Esta columna la escribo desde mi ignorancia. Desde la otra esquina del analista político, desde la vereda de una ciudadana más. Inspirada no en ideologías, sino en sentimientos.
Durante la campaña, mi sorpresa no estuvo en las omisiones de Bachelet, ni en las contradicciones del sueldo mínimo de Matthei. Tampoco en las acusaciones a Parisi o en los arrebatos de Claude. Todo eso, de alguna (lamentable) manera, ya no me llamaba la atención. Era como si los hubiera visto años atrás, pero con otras corbatas y otras carteras, desde otra tribuna y con menos micrófonos delante. El asunto era que ya los conocía. Que sabía cómo pensaban o lo que decían pensar. Había escuchado sus propuestas antes y, por bien o mal que me parecieran, las consideraba insuficientes o inviables. Sin ánimos de volverme un cliché, me había convertido en una decepcionada más del grueso de los políticos actuales.
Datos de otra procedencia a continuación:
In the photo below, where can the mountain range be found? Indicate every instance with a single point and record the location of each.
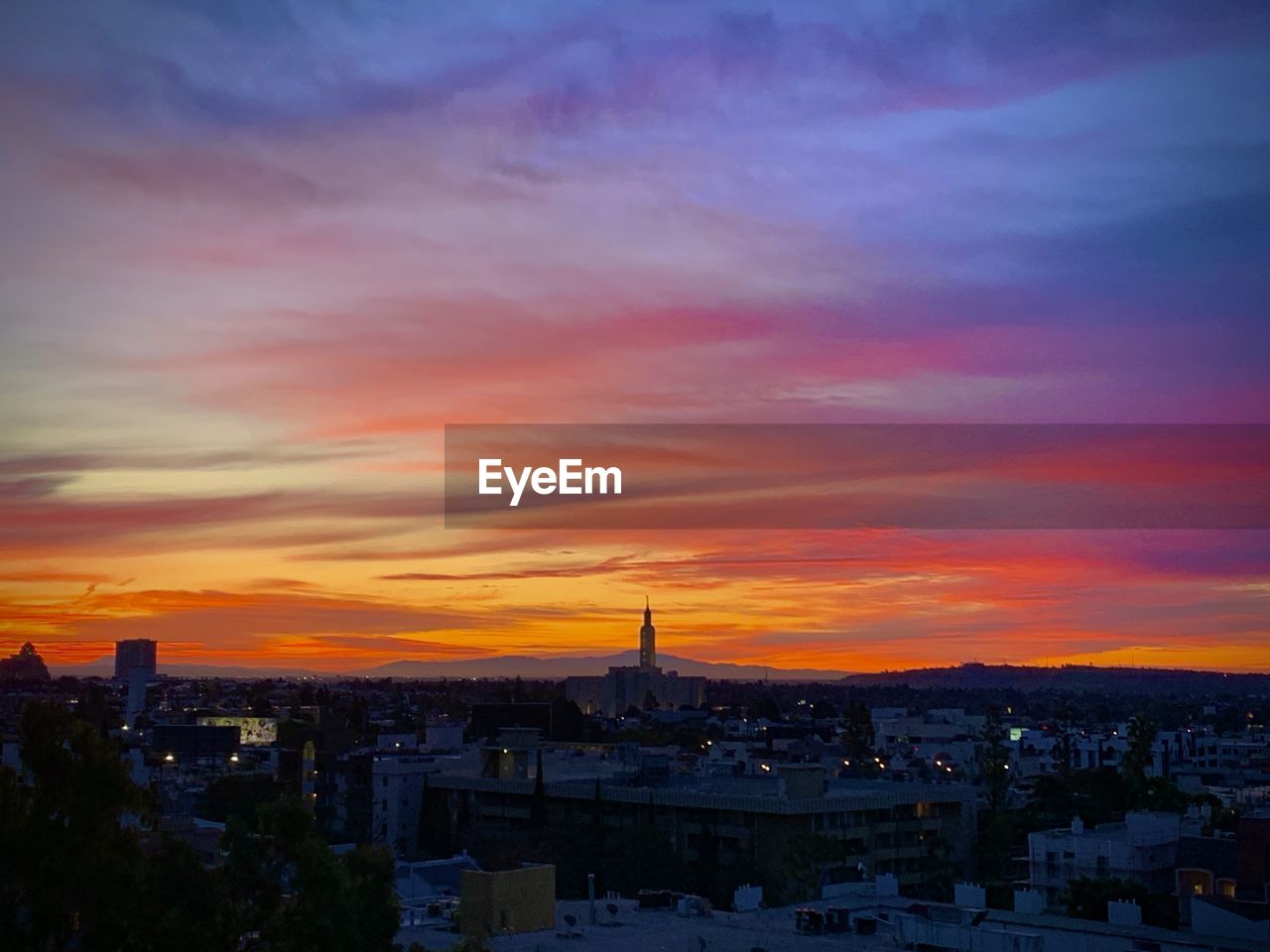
(502, 666)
En medio de ese mar predecible de discursos apareció una voz nueva. Su discurso no me sonaba repetido, ni manoseado, ni siquiera político. Ante todo pronóstico, me pareció escuchar a alguien que departía desde la verdad y que no había mayor ambición en ella que esa. Se trataba de Roxana Miranda, una mujer que hablaba del estómago. Una olla a presión, una carga eléctrica, una mujer "que nació ahogada". No había pudor en sus palabras. Dijo que pasó hambre, que pasa frío, que en su pasaje se arreglan los dientes con la gotita y que tiene un máster en economía al saber distribuir bien los bonos. No era una realidad nueva la que contaba, era una realidad ignorada en ese tipo de instancias. Era "la señora Juanita" de la que tanto hablaban en los debates, viniendo a reclamar que no le había llegado lo prometido. Ni a ella, ni a sus vecinas, ni a su población, ni a muchas otras. Era lo no-dicho, lo incómodo, lo ignorado, lo pasado a llevar, pero era la verdad. Y por ser la verdad dejó a todos callados. A todos.
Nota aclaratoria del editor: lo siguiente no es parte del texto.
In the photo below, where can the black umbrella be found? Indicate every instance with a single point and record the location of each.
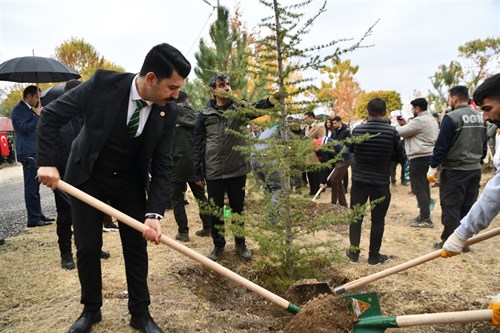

No fueron sus propuestas las que me motivaron a escuchar qué tenía qué decir, si no su historia y desde dónde la contaba. Tenía un programa pobre, como ella misma se presentaba, como cuenta que era su padre, su abuelo y como prevé que serán sus hijos y nietos. Pero Roxana es distinta a sus antecesores. Su esfuerzo y sus ganas la llevaron a ser candidata presidencial, demostrando que la organización es clave para alcanzar los objetivos.
En la reciente elección se discutía si debieran llegar a la papeleta final, candidatos como Roxana Miranda, que no trabajaron con la misma seriedad y dedicación sus propuestas como otros candidatos. Yo digo: tienen que llegar. Si nuevamente ponemos trabas a los de equipos más pequeños, a los independientes, a los desconocidos, para evitar que lleguen a las instancias decisivas, no vamos a lograr avanzar. Al menos, no todos. Seremos lo que los mismos de siempre quieren que seamos. Dejaremos de pensar qué nos conviene. Tendríamos la respuesta antes de saber siquiera quiénes se postulan. La vitrina tiene que ser transparente e inclusiva. Nosotros, los votantes, tenemos el derecho a elegir; y para elegir, que haya diferentes opciones no es un problema. Esta elección fue un ejemplo de ello y se valoró como tal, no retrocedamos.
Era evidente que Roxana Miranda no iba a ser elegida Presidenta de la República. Podría suponerse que tampoco ella esperaba que el 50 + 1 la votara. Sólo quería que el pueblo, del que tanto se habla a la hora de proponer cambios estructurales y políticas públicas, tuviera el espacio para decir que está insatisfecho. Que no ha sido suficiente. Que están cansados, que es desesperanzador, que no puede ser que niños pasen hambre el 2013. ¿Su aspiración? Que la o el próximo candidato del pueblo, no sea novedad. Y creo que debiera ser la ambición de todos.
No dejemos de escuchar a las Roxanas, tienen algo que decir que desde la elite política no se escucha bien. No les quitemos ese espacio. Nos ayuda a todos en pensar a la hora de votar, por quién y sobre todo, para quién lo estamos haciendo.